Facile Synthesis of Binuclear Imidazole-Based Poly(ionic liquid) via Monomer Self-Polymerization: Unlocking High-Efficiency CO₂ Conversion to Cyclic Carbonate

Strategic utilization of carbon dioxide as both a carbon mitigation tool and a sustainable C1 feedstock represents a pivotal pathway toward green chemistry. Although poly(ionic liquid)s (PILs) exhibit promise in CO₂ conversion, conventional divinylbenzene (DVB) cross-linked architectures are limited by reduced ionic density and limited accessibility of active sites. Herein, we reported a binuclear imidazolium-functionalized PIL catalyst (P-BVIMCl), synthesized through a simple self-polymerization process, derived from rationally designed ionic liquid monomers formed by quaternization of 1,4-bis(chloromethyl)benzene with N-vinylimidazole.

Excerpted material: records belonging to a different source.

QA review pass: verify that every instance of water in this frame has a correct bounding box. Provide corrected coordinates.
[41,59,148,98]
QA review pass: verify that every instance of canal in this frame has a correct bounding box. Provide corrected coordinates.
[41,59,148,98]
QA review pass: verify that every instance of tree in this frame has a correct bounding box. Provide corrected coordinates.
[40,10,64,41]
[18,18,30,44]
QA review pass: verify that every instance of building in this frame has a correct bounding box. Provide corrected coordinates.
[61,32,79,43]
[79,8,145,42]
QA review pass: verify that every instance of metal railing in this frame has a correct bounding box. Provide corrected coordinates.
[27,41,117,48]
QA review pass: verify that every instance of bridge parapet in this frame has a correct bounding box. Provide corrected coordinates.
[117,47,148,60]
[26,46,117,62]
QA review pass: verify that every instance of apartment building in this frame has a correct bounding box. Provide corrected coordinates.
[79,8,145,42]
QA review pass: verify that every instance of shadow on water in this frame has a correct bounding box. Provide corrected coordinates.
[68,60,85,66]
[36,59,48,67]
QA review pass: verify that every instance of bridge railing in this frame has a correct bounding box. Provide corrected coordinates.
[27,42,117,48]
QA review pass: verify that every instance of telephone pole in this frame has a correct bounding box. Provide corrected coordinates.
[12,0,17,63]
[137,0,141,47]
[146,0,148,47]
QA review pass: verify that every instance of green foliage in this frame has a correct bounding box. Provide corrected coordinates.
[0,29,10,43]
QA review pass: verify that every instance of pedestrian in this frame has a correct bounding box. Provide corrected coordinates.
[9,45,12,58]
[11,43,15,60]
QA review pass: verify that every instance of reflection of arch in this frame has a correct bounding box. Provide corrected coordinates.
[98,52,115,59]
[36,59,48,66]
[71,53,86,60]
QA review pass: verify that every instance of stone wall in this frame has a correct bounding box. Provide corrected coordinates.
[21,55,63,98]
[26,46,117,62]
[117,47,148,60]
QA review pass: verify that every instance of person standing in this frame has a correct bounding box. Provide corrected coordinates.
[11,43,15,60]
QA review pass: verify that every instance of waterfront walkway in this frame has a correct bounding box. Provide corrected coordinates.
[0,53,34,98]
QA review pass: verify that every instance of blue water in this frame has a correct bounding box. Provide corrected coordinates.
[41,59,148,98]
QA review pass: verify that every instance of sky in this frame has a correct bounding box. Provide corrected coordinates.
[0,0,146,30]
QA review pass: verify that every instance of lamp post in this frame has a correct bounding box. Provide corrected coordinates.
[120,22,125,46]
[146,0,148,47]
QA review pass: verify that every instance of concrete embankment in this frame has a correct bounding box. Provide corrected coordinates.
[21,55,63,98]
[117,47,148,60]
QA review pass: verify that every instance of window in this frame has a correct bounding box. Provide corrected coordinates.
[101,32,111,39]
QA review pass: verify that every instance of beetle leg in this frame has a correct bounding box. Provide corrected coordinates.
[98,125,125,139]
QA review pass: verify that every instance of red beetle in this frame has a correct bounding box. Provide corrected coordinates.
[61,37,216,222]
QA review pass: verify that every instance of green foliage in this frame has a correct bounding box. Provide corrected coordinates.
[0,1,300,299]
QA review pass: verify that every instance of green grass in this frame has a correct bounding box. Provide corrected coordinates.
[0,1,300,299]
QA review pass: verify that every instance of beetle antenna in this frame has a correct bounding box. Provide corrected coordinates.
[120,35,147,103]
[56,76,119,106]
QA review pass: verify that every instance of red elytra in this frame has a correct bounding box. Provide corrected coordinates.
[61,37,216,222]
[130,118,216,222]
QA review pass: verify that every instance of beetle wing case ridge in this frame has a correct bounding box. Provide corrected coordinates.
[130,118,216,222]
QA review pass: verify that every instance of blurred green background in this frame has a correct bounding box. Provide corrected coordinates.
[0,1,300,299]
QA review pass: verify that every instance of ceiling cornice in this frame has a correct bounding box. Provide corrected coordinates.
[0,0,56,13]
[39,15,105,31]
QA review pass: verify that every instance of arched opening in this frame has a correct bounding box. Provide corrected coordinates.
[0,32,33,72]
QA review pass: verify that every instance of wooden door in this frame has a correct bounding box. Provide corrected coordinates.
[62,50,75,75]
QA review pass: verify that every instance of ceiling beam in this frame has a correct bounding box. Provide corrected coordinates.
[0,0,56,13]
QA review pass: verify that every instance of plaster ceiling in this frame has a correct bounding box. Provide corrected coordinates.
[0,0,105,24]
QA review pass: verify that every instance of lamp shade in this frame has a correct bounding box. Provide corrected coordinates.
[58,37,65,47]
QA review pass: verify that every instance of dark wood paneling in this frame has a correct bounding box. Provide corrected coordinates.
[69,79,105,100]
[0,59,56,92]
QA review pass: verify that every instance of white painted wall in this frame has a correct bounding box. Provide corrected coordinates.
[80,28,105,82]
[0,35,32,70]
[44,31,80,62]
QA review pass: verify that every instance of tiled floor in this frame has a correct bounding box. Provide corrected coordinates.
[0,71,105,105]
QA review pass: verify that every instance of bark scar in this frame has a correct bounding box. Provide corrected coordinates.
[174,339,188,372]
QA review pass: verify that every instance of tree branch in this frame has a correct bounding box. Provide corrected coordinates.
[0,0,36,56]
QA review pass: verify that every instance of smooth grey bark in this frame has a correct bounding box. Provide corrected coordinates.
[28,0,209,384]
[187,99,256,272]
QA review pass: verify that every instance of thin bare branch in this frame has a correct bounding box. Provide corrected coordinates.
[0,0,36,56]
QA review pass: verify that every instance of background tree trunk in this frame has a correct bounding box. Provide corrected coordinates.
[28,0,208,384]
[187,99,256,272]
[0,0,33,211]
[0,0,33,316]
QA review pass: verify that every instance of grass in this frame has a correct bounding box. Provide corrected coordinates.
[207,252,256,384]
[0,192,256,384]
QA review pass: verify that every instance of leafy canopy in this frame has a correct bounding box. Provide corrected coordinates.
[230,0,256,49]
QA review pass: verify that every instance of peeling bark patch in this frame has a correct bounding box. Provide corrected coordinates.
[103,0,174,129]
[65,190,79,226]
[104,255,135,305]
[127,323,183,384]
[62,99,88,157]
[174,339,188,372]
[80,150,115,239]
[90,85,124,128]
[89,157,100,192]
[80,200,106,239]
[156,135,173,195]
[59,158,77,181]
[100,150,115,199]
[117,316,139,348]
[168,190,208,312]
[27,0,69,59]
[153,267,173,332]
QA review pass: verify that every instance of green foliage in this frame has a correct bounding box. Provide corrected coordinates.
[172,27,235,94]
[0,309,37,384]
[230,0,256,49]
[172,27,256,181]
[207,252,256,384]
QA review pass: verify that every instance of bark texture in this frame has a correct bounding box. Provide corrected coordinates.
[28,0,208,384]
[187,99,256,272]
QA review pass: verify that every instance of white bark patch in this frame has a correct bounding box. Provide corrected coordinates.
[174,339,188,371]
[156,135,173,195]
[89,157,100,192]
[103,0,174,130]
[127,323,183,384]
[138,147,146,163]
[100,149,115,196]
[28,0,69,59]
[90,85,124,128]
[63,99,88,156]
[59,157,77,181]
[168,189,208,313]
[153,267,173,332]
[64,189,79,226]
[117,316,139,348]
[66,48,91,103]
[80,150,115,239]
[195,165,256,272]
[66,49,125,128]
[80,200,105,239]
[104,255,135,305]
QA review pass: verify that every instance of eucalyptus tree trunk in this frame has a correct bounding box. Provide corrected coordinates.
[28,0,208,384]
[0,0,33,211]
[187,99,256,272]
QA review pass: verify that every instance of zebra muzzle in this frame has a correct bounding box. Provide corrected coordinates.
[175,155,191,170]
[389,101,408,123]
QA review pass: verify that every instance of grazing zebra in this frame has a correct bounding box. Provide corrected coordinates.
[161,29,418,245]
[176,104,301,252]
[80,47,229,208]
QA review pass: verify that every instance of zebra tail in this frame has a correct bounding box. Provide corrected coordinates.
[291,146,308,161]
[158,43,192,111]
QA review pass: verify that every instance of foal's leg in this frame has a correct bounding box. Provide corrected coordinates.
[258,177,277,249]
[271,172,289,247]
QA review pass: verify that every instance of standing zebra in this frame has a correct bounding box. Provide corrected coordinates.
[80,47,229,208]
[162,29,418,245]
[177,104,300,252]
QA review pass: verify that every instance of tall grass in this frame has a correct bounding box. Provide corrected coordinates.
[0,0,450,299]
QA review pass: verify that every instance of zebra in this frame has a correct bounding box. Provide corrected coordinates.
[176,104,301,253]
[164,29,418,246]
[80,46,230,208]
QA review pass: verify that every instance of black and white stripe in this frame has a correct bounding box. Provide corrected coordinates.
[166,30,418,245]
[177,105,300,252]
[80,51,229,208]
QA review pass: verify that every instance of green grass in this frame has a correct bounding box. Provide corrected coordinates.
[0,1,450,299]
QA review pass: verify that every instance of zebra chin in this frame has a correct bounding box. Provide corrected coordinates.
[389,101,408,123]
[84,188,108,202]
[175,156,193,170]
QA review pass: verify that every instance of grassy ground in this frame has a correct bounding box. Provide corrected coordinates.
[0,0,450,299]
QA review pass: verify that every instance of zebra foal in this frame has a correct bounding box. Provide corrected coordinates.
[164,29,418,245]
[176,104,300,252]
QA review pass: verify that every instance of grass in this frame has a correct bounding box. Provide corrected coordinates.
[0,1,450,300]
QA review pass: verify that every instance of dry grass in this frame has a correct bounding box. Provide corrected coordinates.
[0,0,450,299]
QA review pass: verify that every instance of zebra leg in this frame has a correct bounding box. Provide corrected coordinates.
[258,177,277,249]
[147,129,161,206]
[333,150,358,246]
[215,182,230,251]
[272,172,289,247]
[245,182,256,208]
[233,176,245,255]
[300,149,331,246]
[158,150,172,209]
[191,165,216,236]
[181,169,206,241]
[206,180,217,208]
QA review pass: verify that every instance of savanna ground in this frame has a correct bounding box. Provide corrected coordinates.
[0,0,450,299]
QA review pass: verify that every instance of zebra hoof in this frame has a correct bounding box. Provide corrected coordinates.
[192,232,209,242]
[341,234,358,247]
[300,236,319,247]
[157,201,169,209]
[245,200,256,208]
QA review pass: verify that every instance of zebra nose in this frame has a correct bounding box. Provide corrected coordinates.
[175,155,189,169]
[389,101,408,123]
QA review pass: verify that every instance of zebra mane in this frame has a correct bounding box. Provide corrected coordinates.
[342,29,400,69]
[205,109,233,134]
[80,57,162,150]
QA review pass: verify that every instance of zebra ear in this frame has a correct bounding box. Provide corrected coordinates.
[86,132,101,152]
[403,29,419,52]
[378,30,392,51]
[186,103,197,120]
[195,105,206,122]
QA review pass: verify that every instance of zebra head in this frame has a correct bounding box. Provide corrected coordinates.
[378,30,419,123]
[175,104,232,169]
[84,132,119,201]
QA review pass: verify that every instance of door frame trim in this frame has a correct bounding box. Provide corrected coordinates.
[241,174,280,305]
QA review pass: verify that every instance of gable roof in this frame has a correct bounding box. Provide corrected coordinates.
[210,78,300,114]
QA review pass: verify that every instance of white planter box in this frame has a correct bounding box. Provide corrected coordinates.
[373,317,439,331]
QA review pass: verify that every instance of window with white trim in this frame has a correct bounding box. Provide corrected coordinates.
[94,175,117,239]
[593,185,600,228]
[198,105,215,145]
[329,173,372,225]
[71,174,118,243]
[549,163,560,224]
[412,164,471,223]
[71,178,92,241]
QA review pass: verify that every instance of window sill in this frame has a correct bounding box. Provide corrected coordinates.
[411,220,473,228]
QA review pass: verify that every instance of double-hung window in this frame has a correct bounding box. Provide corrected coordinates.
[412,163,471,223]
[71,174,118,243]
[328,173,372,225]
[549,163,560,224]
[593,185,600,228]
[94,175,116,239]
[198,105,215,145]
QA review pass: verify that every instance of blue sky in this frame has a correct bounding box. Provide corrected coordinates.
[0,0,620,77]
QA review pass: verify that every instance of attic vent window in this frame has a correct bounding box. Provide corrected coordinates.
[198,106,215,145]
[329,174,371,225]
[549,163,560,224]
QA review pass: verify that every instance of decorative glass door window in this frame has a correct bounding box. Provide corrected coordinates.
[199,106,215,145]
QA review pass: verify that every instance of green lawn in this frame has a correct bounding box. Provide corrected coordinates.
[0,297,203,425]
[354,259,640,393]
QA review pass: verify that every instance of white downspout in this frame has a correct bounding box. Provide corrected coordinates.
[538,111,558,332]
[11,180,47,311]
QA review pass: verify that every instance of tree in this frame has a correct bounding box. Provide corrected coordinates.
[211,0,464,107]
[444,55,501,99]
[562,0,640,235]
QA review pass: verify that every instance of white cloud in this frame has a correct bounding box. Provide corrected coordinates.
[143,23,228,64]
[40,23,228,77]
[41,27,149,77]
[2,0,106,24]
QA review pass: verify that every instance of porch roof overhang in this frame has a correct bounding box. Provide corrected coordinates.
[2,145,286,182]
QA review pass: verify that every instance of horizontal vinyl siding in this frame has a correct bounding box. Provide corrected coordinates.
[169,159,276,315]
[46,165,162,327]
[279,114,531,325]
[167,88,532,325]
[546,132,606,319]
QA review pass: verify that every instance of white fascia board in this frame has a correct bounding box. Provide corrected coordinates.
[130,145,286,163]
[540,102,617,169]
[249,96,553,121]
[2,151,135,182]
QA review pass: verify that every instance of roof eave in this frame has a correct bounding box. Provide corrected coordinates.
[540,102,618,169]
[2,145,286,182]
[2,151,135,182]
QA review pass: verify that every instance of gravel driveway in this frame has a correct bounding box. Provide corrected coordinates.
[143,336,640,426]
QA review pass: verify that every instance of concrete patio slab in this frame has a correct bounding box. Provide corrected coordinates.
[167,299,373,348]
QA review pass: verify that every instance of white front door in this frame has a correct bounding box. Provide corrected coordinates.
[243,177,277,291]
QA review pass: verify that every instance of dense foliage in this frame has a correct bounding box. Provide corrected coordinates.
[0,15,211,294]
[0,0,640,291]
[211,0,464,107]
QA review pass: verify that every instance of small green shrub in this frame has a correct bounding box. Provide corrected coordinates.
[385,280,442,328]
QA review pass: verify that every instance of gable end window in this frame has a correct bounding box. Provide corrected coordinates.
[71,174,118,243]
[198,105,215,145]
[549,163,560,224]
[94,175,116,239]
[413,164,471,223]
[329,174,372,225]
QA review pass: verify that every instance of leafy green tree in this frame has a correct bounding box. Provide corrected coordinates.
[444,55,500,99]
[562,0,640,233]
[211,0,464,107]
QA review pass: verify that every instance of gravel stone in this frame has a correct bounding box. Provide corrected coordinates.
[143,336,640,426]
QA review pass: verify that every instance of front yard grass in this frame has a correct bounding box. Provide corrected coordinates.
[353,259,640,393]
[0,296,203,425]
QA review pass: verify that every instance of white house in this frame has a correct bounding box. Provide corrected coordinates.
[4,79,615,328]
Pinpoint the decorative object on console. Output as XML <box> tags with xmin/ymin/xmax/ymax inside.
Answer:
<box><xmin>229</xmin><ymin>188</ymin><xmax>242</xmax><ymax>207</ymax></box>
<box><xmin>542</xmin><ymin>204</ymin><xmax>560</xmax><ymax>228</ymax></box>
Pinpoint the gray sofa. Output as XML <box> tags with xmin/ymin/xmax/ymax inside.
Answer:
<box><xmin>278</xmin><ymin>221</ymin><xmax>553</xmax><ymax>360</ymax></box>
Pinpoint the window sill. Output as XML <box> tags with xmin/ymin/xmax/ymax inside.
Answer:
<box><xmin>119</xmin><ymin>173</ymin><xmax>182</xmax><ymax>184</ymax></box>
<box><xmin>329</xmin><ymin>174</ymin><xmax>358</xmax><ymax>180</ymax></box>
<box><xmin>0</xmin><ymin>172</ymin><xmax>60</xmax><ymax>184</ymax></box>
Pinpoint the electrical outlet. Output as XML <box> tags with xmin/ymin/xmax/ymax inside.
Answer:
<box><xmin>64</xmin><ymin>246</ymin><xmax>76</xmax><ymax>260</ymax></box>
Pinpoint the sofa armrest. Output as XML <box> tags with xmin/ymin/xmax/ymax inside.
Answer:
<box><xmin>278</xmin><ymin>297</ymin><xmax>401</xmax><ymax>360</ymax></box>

The dual active sites in P-BVIMCl-quaternary ammonium cation (N⁺) and nucleophilic chloride anion (Cl⁻) synergistically enhanced CO₂ adsorption/activation and epoxide ring-opening. Under optimal catalyst preparation conditions (100 °C, 24 h, water/ethanol = 1:3 (v/v), 10 wt% AIBN initiator) and reaction conditions (100 °C, 2.0 MPa CO₂, 10 mmol epichlorohydrin, 6.7 wt% catalyst loading, 3.0 h), P-BVIMCl catalyzed the synthesis of glycerol carbonate (GLC) with a yield of up to 93.4% and selectivity of 99.6%, maintaining activity close to 90% after five cycles. Systematic characterization and density functional theory (DFT) calculations confirmed the synergistic activation mechanism. This work established a paradigm for constructing high-ionic-density catalysts through molecular engineering, advancing the development of high-performance PILs for industrial CO₂ valorization.